Tomatoesgreenspun.com : LUSENET : Freedom! self reliance : One Thread
I know the books all say to plant tomatoes about 24" apart, and that is what I've always done. If you have really, really rich soil and water the plants, can you plant them closer than that and have them still produce good crops? I was thinking about fencing in part of the horse pen and planting tomatoes, corn and melons there and would like to get as much mileage as I can from the area.
Also, do you personally think you get the best yields from staked or unstaked tomatoes? I thought from staked ones, but would like your ideas on it.
-- Green (email@example.com), April 10, 2001
I plant mine closer and farther (just depends on what variety,romas usually go closer), and always stake them, that way when it rains, they don't spoil in the mud, or soggy mulch and easier to pick. Aaahh! can't wait, an Indiana tomato, well it'll be well into July probably, but then in Indiana you never know about the weather.
-- Cindy (SE In) (firstname.lastname@example.org), April 10, 2001.
It kind of depends on the variety. if it is a small determinate plant you can plant closer and unstaked. Big tall productive types need more space and big cages or stakes. I planted ours too close together last year, they were just loaded with tomatoes, but they never matured. They didn't get enough sunlight to ripen, because of the shade from all the leaves. I should have picked them all green but a frost hit them all and we lost the entire crop. This year we will be planting fewer plants, farther apart, and in BIG cages, not the wimpy kind from the store.
-- Rebekah (email@example.com), April 10, 2001.
I plant mine at varying distances depending on variety, but I smack 'em close for the most part. About 20" on the larger varieties and I usually use bits of cattle panel to trellis them. Planting them closer helps to keep the soil cooler and the weeds down, but you have to make sure that there is enough ventilation for them too. I plant on diagonals and my yields have been really good, except for last year...hoppers, my lament. But if you cut of the suckers and trellis them they seem to put out just fine.
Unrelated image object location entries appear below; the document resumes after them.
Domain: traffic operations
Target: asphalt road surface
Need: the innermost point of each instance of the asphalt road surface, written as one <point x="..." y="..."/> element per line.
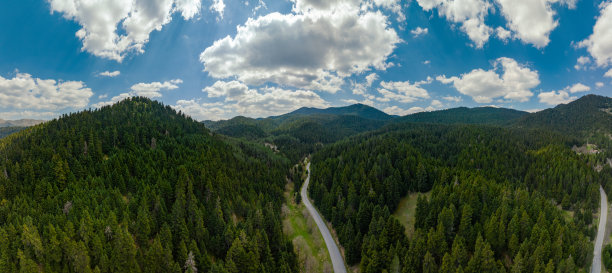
<point x="603" y="212"/>
<point x="334" y="252"/>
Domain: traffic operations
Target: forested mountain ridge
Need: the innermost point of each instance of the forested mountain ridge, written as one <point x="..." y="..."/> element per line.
<point x="464" y="115"/>
<point x="302" y="131"/>
<point x="360" y="110"/>
<point x="19" y="123"/>
<point x="137" y="187"/>
<point x="588" y="115"/>
<point x="495" y="200"/>
<point x="5" y="131"/>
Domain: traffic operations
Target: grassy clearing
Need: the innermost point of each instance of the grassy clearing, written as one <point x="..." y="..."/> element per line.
<point x="306" y="238"/>
<point x="406" y="209"/>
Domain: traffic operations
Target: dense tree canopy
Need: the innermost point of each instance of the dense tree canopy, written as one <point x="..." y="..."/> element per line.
<point x="495" y="199"/>
<point x="136" y="187"/>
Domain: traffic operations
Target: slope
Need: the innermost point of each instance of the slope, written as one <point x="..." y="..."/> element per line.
<point x="136" y="187"/>
<point x="583" y="117"/>
<point x="464" y="115"/>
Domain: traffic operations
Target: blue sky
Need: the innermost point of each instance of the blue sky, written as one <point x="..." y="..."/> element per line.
<point x="215" y="59"/>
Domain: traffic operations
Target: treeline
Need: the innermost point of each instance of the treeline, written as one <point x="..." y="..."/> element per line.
<point x="494" y="207"/>
<point x="5" y="131"/>
<point x="137" y="187"/>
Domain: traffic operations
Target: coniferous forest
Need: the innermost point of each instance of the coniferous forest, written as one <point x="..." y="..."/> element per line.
<point x="139" y="187"/>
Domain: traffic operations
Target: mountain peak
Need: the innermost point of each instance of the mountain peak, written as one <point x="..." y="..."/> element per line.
<point x="358" y="109"/>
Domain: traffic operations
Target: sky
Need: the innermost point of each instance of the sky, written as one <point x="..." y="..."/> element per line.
<point x="216" y="59"/>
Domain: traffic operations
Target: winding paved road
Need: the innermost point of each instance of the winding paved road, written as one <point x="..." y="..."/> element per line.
<point x="603" y="212"/>
<point x="334" y="252"/>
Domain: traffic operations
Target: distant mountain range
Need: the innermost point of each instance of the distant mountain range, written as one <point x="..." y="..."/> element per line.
<point x="306" y="126"/>
<point x="581" y="118"/>
<point x="20" y="122"/>
<point x="359" y="110"/>
<point x="479" y="115"/>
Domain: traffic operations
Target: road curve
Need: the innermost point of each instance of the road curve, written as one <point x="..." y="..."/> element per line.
<point x="603" y="217"/>
<point x="334" y="252"/>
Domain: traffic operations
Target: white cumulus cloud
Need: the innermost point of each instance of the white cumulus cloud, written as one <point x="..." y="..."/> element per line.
<point x="532" y="21"/>
<point x="314" y="48"/>
<point x="110" y="74"/>
<point x="112" y="28"/>
<point x="149" y="90"/>
<point x="508" y="80"/>
<point x="404" y="92"/>
<point x="218" y="6"/>
<point x="582" y="62"/>
<point x="469" y="13"/>
<point x="242" y="100"/>
<point x="556" y="97"/>
<point x="29" y="95"/>
<point x="599" y="44"/>
<point x="452" y="98"/>
<point x="418" y="31"/>
<point x="579" y="87"/>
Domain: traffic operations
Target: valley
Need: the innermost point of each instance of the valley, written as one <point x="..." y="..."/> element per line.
<point x="441" y="191"/>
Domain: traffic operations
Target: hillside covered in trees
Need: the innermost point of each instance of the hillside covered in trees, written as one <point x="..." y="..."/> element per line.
<point x="137" y="187"/>
<point x="496" y="199"/>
-- Dreen (firstname.lastname@example.org), April 10, 2001.
I guess I am REALLY strange. I plant mine next to 9'(above the ground) wooden stakes and they go in at 8" apart. I also do not plant in traditional rows... I go 8" on center, planting that way for about 2' and then a path and another 2'. It sort of gets planted like a tic-tac-toe board... Takes a lot of work to keep them tied up, though. The folks I learned from plant their's to grow vertical and only space them 4" apart... I've never tried that.
-- Sue Diederich (email@example.com), April 12, 2001.
I neglected to stake some of my tomatoes last year and most of them rotted on the ground:-( Course, they were the big ones.
-- mary, texas (firstname.lastname@example.org), April 13, 2001.
Sue, what part of the country do you live in? You must get a good bit of rain.